Prilly sampai meringis ketika membayangkan bagaimana kondisi depan mobil sport itu jika mobil sedan itu saja sampai hancur seperti itu. Berapa banyak uang yang harus dikeluarkan untuk memuluskan kembali body mobil yang harganya mencapai ratusan milyar itu.
Gila! Prilly tidak bisa membayangkannya.
Ringisan Ayahnya membuat Prilly menoleh dan melesakkan tubuhnya mendekati sang Ayah yang duduk di kursi depan di samping Aldo.
"Bapak sabar ya, sebentar lagi kita sampai ke rumah sakit." Aldo terlebih dahulu berbicara saat melihat mobil sport tadi sudah melaju terlebih dahulu.

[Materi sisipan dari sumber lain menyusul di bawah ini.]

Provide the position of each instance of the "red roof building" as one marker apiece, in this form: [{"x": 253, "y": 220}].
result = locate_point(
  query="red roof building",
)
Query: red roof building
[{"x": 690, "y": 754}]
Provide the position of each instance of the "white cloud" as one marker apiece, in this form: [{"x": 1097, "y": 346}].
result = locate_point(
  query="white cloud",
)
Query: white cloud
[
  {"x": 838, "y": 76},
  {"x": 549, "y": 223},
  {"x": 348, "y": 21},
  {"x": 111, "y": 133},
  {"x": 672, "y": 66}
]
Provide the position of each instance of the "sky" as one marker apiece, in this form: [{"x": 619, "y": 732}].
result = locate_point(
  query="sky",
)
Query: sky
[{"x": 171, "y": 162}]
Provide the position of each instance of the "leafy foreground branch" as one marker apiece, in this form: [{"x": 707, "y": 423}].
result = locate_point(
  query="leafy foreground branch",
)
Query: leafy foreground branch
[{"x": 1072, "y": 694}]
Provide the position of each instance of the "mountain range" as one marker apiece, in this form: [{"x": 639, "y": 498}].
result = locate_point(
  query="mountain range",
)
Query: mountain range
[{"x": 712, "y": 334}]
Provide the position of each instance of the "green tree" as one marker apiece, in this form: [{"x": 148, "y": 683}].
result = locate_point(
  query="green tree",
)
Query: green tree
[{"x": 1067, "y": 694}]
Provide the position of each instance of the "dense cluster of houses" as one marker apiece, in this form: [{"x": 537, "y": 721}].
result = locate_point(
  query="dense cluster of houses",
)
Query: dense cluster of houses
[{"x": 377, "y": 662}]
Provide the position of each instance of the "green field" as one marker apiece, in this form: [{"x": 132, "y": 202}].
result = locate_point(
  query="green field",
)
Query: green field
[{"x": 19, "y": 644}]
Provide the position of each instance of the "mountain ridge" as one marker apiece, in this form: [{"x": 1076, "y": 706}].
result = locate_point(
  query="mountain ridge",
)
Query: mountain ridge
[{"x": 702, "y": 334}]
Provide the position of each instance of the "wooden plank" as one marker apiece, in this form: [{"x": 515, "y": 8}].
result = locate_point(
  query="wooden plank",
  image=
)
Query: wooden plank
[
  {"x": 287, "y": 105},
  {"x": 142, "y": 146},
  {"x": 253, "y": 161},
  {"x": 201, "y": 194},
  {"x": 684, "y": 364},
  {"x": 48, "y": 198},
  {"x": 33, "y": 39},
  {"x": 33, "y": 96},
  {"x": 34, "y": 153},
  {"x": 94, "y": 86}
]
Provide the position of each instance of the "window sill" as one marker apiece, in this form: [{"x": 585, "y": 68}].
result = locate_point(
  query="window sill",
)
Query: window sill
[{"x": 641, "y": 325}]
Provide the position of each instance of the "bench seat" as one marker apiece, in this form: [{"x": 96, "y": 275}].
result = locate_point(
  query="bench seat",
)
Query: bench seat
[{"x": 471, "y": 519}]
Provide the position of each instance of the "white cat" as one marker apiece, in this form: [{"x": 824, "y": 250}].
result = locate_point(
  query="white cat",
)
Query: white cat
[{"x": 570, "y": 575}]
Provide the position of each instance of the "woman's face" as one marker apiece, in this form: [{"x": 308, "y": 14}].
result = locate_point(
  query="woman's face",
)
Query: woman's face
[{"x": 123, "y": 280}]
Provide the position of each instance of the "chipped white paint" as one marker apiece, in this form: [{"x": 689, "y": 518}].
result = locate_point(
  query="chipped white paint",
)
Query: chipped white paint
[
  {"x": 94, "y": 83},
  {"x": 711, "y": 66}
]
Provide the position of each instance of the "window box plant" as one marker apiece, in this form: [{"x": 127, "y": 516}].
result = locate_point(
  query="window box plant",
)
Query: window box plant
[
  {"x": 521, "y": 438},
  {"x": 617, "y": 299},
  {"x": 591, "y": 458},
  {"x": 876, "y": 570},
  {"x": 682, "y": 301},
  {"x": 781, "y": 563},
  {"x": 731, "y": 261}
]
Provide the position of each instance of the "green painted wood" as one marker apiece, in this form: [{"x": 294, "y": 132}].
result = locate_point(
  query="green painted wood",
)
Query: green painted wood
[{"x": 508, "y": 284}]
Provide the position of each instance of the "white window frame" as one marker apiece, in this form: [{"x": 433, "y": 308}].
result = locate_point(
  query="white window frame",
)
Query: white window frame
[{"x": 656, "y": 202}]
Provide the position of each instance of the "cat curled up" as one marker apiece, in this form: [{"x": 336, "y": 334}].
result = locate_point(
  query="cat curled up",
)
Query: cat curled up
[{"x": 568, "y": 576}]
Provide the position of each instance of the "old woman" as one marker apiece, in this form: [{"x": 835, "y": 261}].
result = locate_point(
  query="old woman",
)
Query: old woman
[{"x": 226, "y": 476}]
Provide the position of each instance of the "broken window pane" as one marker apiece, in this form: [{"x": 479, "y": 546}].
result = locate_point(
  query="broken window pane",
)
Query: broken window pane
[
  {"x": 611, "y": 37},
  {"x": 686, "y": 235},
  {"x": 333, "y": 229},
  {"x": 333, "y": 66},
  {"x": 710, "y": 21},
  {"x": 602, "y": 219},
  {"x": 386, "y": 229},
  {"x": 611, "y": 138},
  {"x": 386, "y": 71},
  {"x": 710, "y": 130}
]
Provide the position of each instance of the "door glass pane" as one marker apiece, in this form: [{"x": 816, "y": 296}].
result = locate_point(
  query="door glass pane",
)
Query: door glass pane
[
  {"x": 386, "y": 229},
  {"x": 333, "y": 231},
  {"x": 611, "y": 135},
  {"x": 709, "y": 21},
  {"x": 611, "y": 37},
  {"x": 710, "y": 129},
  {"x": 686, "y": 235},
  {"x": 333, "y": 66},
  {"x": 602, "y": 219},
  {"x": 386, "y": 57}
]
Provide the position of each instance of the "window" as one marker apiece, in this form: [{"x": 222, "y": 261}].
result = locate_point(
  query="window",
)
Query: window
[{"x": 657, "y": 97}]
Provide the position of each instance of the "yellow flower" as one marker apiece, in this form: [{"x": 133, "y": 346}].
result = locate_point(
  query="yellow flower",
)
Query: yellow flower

Tanpa mengatakan apapun lagi Aldo segera melajukan mobilnya mengikuti mobil sport tadi. Prilly menoleh ke belakang melihat si pengemudi sedan tadi yang terlihat mencak-mencak di jalan sambil memegang sebuah kertas sepertinya itu kartu nama. Pasti milik pria pengemudi mobil sport tadi dan kenapa tiba-tiba menginginkan kartu nama itu?
Aneh sekali..
*****
KAMU SEDANG MEMBACA
Lingkar Cinta
RomanceCerita baru setelah My Destiny, jangan lupa dibaca yaaa...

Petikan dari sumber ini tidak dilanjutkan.